The headline seasonally adjusted total activity index fell to 41.8 in July from 46.4 in June, signalling a sharp and accelerated decline in Irish construction activity.
The fall was the fastest since March 2021 when pandemic restrictions impacted the sector.
Excluding periods of Covid-19 disruption, the contraction was the most marked for a decade.
Where activity fell, firms linked this to lower demand and rising costs.
The pace of reduction in housing activity accelerated sharply over the month, with civil engineering activity also down at a rapid pace.
Although commercial activity also fell, the rate of contraction was less pronounced than elsewhere.
"After slowing in June, construction activity experienced a sharper contraction in July," said John McCartney, Director & Head of Research at BNP Paribas Real Estate Ireland.

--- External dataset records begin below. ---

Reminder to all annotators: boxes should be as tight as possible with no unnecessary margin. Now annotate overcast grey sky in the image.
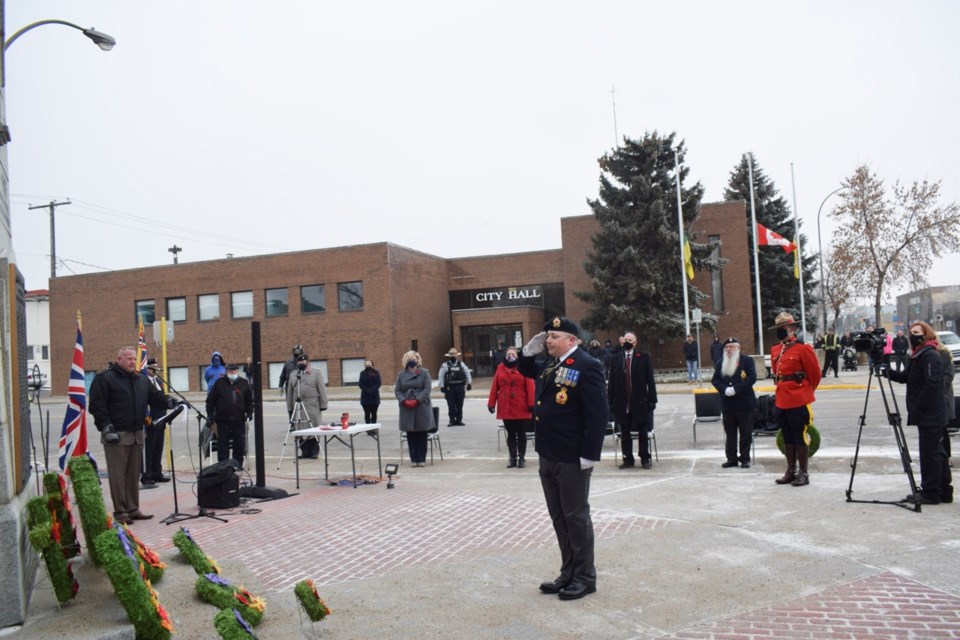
[6,0,960,304]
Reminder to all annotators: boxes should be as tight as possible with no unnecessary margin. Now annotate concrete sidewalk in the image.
[9,373,960,640]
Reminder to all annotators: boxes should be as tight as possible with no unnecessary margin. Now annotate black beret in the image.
[543,316,580,336]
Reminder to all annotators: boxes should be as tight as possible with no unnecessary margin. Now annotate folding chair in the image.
[693,391,723,446]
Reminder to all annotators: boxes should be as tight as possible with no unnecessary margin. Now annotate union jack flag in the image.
[59,312,87,472]
[137,315,147,371]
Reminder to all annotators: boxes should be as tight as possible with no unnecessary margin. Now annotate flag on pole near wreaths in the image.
[683,240,693,280]
[757,222,797,253]
[58,311,87,472]
[137,314,147,371]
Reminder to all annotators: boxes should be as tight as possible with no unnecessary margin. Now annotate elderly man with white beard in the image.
[713,338,757,469]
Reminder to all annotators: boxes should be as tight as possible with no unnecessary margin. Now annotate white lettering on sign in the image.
[507,287,540,300]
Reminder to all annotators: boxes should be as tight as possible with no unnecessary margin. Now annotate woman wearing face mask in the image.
[884,322,953,504]
[393,351,435,467]
[359,360,383,424]
[487,347,534,469]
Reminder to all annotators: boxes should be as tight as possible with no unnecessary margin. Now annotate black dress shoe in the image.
[540,576,570,594]
[557,581,597,600]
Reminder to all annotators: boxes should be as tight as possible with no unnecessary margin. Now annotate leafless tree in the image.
[830,165,960,326]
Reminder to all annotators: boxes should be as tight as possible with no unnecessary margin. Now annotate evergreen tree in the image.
[723,155,819,330]
[574,132,719,336]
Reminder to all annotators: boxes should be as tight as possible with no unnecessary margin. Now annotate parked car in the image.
[937,331,960,365]
[27,371,47,389]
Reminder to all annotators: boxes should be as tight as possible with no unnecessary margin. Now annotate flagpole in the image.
[790,162,807,335]
[747,153,764,355]
[673,149,690,336]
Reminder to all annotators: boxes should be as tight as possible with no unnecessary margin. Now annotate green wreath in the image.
[213,609,257,640]
[195,573,266,626]
[27,496,80,604]
[43,471,80,559]
[293,579,330,622]
[173,527,220,576]
[92,526,173,640]
[777,424,820,458]
[67,456,113,567]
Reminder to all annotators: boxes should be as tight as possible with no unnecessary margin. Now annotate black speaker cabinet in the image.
[197,475,240,509]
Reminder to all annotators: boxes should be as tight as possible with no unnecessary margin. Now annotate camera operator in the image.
[770,312,821,487]
[90,347,176,524]
[287,353,327,458]
[880,322,953,504]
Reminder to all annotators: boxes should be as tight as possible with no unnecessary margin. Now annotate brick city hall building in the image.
[50,201,756,394]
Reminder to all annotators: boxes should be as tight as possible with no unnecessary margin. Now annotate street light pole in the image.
[817,187,843,334]
[3,20,117,51]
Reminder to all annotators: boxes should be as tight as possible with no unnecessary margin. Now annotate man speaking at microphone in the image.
[517,316,607,600]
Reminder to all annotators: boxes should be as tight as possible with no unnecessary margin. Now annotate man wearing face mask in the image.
[607,331,657,469]
[770,312,821,487]
[207,364,253,466]
[437,347,473,427]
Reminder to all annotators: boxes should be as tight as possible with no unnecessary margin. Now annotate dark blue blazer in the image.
[517,347,607,463]
[713,354,757,411]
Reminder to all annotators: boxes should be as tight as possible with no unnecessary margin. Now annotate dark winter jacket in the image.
[885,343,947,427]
[207,376,253,422]
[359,369,383,407]
[90,363,173,431]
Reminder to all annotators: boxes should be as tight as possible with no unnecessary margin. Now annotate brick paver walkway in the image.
[665,572,960,640]
[125,483,669,590]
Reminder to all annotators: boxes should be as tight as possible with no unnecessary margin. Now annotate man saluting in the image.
[517,317,607,600]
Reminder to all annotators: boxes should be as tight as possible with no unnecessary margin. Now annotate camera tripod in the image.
[277,371,322,470]
[847,364,921,513]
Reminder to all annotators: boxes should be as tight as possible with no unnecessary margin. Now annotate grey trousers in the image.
[540,456,597,586]
[100,429,143,515]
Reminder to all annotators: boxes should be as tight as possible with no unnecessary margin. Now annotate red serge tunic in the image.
[770,338,820,409]
[487,364,536,420]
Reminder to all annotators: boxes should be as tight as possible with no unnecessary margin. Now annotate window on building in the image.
[167,298,187,322]
[167,367,189,391]
[230,291,253,318]
[133,300,156,325]
[264,289,290,317]
[337,282,363,311]
[708,236,724,311]
[340,358,364,387]
[300,284,327,313]
[197,293,220,322]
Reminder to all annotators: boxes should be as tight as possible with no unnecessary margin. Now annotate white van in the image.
[937,331,960,365]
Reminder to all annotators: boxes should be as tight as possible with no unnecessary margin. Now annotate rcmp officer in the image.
[517,317,607,600]
[770,312,821,487]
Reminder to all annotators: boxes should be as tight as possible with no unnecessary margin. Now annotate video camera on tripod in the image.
[853,327,887,368]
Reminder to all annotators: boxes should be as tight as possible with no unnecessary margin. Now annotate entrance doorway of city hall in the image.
[460,324,523,378]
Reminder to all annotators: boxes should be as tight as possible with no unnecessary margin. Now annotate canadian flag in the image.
[757,222,797,253]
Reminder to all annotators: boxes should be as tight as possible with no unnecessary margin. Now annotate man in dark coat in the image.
[517,317,607,600]
[207,364,253,466]
[713,338,757,469]
[607,331,657,469]
[90,347,175,524]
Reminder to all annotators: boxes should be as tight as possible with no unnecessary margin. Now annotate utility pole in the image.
[27,200,71,279]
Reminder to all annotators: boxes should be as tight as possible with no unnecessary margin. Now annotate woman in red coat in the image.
[487,347,534,469]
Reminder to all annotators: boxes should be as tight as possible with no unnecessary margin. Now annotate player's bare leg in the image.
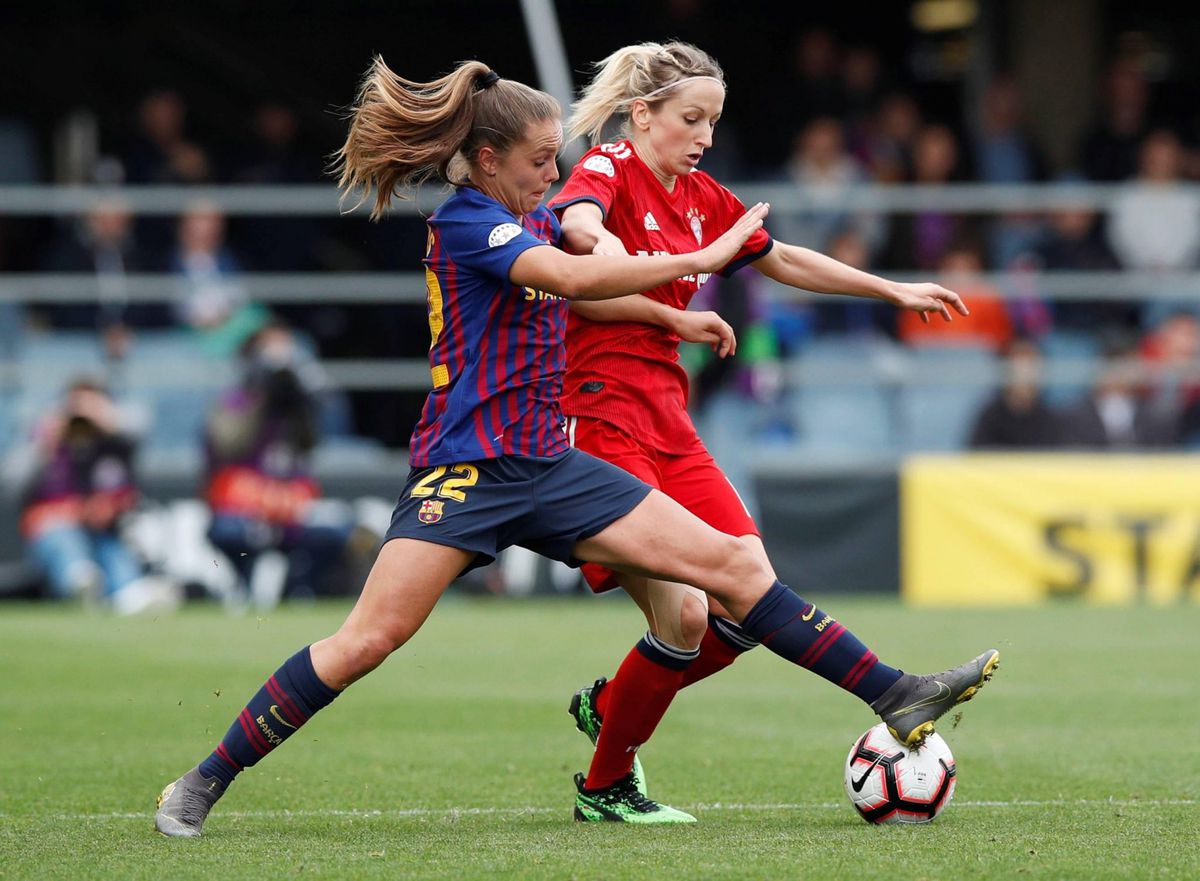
[155,539,473,838]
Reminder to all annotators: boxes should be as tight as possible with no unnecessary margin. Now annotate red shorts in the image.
[566,416,760,593]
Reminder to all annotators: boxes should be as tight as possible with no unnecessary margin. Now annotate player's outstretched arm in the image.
[509,203,769,300]
[752,241,971,322]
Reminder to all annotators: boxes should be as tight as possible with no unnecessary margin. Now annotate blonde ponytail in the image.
[566,42,725,144]
[332,55,562,220]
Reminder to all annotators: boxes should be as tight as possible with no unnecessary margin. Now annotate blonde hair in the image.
[332,55,562,220]
[566,42,725,144]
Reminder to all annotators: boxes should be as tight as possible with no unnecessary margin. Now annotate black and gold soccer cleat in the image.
[871,648,1000,747]
[154,768,226,838]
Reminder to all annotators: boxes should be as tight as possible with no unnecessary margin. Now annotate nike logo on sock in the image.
[271,703,296,731]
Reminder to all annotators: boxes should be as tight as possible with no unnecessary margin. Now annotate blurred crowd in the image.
[0,29,1200,607]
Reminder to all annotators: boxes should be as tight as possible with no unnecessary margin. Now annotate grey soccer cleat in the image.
[154,768,226,838]
[871,648,1000,747]
[566,676,647,796]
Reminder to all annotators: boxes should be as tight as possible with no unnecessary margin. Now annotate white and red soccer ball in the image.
[845,723,955,823]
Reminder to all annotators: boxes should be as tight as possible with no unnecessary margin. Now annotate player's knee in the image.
[679,593,708,649]
[712,537,770,599]
[342,629,408,677]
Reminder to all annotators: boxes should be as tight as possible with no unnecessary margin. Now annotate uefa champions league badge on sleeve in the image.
[487,223,521,247]
[583,154,617,178]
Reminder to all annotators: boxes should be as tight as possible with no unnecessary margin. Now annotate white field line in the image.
[7,798,1200,822]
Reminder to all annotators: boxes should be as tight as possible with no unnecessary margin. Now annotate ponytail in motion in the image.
[334,55,562,220]
[566,42,725,144]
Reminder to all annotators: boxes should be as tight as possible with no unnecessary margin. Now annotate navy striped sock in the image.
[742,581,900,703]
[200,646,341,786]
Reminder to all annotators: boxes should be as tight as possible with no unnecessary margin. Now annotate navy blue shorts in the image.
[384,449,650,573]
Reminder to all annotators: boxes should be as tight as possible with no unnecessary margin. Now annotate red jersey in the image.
[550,140,773,454]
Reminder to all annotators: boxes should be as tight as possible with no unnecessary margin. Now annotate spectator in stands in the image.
[810,227,897,336]
[853,92,922,184]
[886,125,974,271]
[1025,184,1138,331]
[776,116,883,251]
[1062,342,1183,450]
[688,269,793,514]
[20,379,180,613]
[1139,311,1200,447]
[971,76,1045,266]
[1079,59,1150,181]
[125,89,215,184]
[233,103,322,272]
[124,89,216,261]
[896,236,1013,352]
[204,323,373,606]
[841,44,883,158]
[1108,128,1200,329]
[170,203,268,354]
[37,199,173,338]
[968,337,1062,450]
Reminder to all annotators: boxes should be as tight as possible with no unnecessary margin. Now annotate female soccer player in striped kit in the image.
[551,42,994,816]
[155,59,993,837]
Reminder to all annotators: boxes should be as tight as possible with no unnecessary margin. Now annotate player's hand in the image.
[697,202,770,272]
[892,282,971,324]
[670,310,738,358]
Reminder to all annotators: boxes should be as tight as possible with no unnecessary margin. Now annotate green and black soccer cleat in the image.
[871,648,1000,747]
[575,773,696,825]
[566,676,647,796]
[154,768,226,838]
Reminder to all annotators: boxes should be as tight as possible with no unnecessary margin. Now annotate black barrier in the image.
[755,468,900,595]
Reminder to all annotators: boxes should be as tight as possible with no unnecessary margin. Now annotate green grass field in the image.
[0,597,1200,881]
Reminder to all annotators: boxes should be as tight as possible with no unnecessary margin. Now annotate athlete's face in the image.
[476,119,563,217]
[630,79,725,184]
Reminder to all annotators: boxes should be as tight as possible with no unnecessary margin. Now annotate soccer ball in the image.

"This reflects several factors. Building costs continued to rise in July, laying down a challenge to the viability of marginally profitable projects.
"The pull-back may also reflect strong activity in the opening half of the year," he added.
Over 130,000 sq m of new office space was added in Dublin during this time, while 13,316 new dwellings were completed –a 49% year-on-year increase.
"In this context, month-on-month expansion naturally becomes harder to sustain," Mr McCartney said.